If a project manager told me that supporting OpenGL on PC, in addition to DirectX, would not seriously impact testing and QA timelines I would be just as suspicious of their competence.
- OpenGL is very well supported across hardware manufactures. The DirectX > OpenGL argument simply does not hold up once you actually start digging into implementing both.
- You already have a larger testing matrix since everything you attributed to OpenGL is also true for DirectX when it comes to PC GPUs, drivers and OS versions.
- In reality, implementation differences for the same OpenGL function on different hardware are rare. You are much more likely to run into issues if you are using extensions that aren't widely supported, but if you do, you probably know that anyways in which case you already implement a fallback to a function/extension/workaround that does not require said extension.
While I agree in theory with "maintaining one code-base is much easier than maintaining two or more," OpenGL on Mac is an entirely different universe than on PC. Apple provides the OpenGL API on Mac and does the heavy lifting when it comes to mapping that API onto the cards that they bundle with their machines and they do so in a pretty consistent fashion. On PC it's up to the graphics card vendor to supply the appropriate OpenGL bindings. So while it may be similar from a code perspective (if you skip all the crazy OpenGL extension stuff), the testing footprint on PC is simply massive.

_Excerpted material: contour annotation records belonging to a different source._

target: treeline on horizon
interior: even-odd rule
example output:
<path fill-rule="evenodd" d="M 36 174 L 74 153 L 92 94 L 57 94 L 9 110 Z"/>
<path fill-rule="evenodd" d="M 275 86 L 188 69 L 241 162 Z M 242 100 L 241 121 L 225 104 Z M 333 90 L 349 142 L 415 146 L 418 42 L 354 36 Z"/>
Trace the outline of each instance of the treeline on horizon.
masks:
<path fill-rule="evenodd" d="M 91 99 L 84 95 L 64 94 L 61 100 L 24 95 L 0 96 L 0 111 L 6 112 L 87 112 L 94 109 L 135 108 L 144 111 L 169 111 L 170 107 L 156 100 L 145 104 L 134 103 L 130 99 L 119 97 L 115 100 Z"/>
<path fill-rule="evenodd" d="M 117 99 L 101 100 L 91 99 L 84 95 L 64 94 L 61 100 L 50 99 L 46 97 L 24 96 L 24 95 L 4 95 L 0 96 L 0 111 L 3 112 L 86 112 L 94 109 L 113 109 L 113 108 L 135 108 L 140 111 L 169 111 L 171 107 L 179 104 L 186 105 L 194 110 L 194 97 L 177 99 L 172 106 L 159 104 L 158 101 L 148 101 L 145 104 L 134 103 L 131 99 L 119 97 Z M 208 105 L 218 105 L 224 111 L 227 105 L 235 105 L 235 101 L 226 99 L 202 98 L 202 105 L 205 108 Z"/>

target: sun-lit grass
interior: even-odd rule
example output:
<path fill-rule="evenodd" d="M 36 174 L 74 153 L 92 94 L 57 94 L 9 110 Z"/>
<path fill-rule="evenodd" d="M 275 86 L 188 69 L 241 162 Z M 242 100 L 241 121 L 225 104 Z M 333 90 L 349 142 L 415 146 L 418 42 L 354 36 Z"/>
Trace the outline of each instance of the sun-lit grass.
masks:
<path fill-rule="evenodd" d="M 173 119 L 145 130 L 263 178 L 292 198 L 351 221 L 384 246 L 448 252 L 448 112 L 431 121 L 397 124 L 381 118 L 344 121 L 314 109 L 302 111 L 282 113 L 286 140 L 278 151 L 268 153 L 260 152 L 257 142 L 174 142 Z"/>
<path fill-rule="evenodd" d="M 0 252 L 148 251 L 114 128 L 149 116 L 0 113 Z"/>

Err, you haven't done much OpenGL programming, have you? The comment about the different vendors for the PC shows your lack of real work programming experience.

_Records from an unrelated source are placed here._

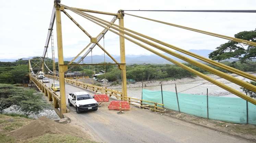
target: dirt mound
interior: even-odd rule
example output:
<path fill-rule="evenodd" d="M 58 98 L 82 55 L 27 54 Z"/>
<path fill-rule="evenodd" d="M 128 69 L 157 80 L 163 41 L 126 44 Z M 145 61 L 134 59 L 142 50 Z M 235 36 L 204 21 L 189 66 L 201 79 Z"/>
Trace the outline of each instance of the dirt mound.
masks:
<path fill-rule="evenodd" d="M 20 129 L 11 132 L 10 135 L 17 139 L 26 139 L 46 133 L 67 134 L 78 136 L 83 134 L 80 130 L 71 128 L 51 120 L 45 116 L 39 118 Z"/>
<path fill-rule="evenodd" d="M 99 82 L 96 81 L 92 78 L 87 78 L 84 79 L 78 79 L 78 80 L 81 82 L 83 82 L 86 83 L 90 84 L 96 84 L 100 83 Z"/>

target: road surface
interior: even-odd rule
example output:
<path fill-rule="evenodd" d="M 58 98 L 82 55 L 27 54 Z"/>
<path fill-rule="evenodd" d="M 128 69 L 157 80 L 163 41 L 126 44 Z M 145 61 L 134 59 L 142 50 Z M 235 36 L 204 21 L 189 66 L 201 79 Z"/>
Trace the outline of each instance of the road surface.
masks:
<path fill-rule="evenodd" d="M 50 85 L 53 80 L 50 79 Z M 56 81 L 56 80 L 55 80 Z M 57 81 L 58 82 L 58 81 Z M 48 84 L 46 83 L 48 85 Z M 84 90 L 65 84 L 69 93 Z M 59 92 L 56 92 L 59 94 Z M 93 93 L 90 93 L 93 94 Z M 248 141 L 173 118 L 146 109 L 133 107 L 123 114 L 108 109 L 108 102 L 96 111 L 77 114 L 70 107 L 67 114 L 75 118 L 97 141 L 109 143 L 248 143 Z"/>

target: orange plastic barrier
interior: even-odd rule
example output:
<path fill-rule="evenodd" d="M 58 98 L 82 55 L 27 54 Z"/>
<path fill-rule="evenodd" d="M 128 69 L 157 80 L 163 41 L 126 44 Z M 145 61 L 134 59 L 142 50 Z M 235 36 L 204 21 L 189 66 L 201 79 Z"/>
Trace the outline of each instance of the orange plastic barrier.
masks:
<path fill-rule="evenodd" d="M 109 97 L 107 94 L 95 94 L 94 98 L 97 102 L 108 102 Z"/>
<path fill-rule="evenodd" d="M 120 105 L 121 104 L 121 105 Z M 130 108 L 130 105 L 128 102 L 125 101 L 111 101 L 109 106 L 108 107 L 109 110 L 120 110 L 120 106 L 121 106 L 121 110 L 129 110 Z"/>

I've worked on several projects that had one code-base that compiled and ran on PC/Mac/Linux using OpenGL for rendering. The differences in initializing the OpenGL context and assigning it to a rendering window literally fit into 5 lines of code for each platform.
After that, it's all the same, regardless of what platform you're running on.

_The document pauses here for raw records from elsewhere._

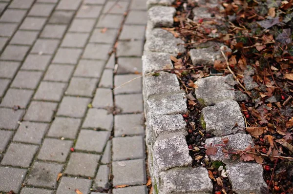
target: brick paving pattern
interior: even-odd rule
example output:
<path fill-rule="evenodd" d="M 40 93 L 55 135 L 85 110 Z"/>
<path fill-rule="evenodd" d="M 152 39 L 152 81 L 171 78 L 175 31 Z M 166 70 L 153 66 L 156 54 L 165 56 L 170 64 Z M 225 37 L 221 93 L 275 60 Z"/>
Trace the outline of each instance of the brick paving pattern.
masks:
<path fill-rule="evenodd" d="M 146 1 L 0 0 L 0 193 L 147 193 Z"/>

If a project manager told me i had to support 3 separate code-bases because of 15 lines of code that differ, i'd be seriously questioning their experience.
First off, I'll admit to not being an expert at graphics programming. It's been a few years and most of my experience was in a non-professional, hobbyist setting. So I may be a bit behind the times.
However, I'm not at all referring to the boilerplate to set up a graphics context. Of course that's like 5-15 lines of platform-specific code covered on page 1 of every "Learn to Make Video Games!" tutorial out there, no biggie. What I'm referring to is the support matrix implied by supporting OpenGL on PC.
Apple comes out with maybe 8-10 different models of laptop/desktop a year. Not only do all of those models have very specific hardware profiles, but Apple acts as a single gatekeeper to how OpenGL is implemented and supported on those machines. This makes for a very slim support / testing matrix for OpenGL on Mac.
PC is entirely different. You have many different chips on many different cards with different drivers of varying quality across multiple versions of Windows all crammed together with lots of other intermingled hardware components. The support / testing matrix is an order of magnitude larger than on Mac. Then add the fact that most PC hardware manufactures put more effort into supporting DirectX than OpenGL and you're left with quite a quagmire when it comes to supporting OpenGL on PC.
If a project manager told me that supporting OpenGL on PC, in addition to DirectX, would not seriously impact testing and QA timelines I would be just as suspicious of their competence.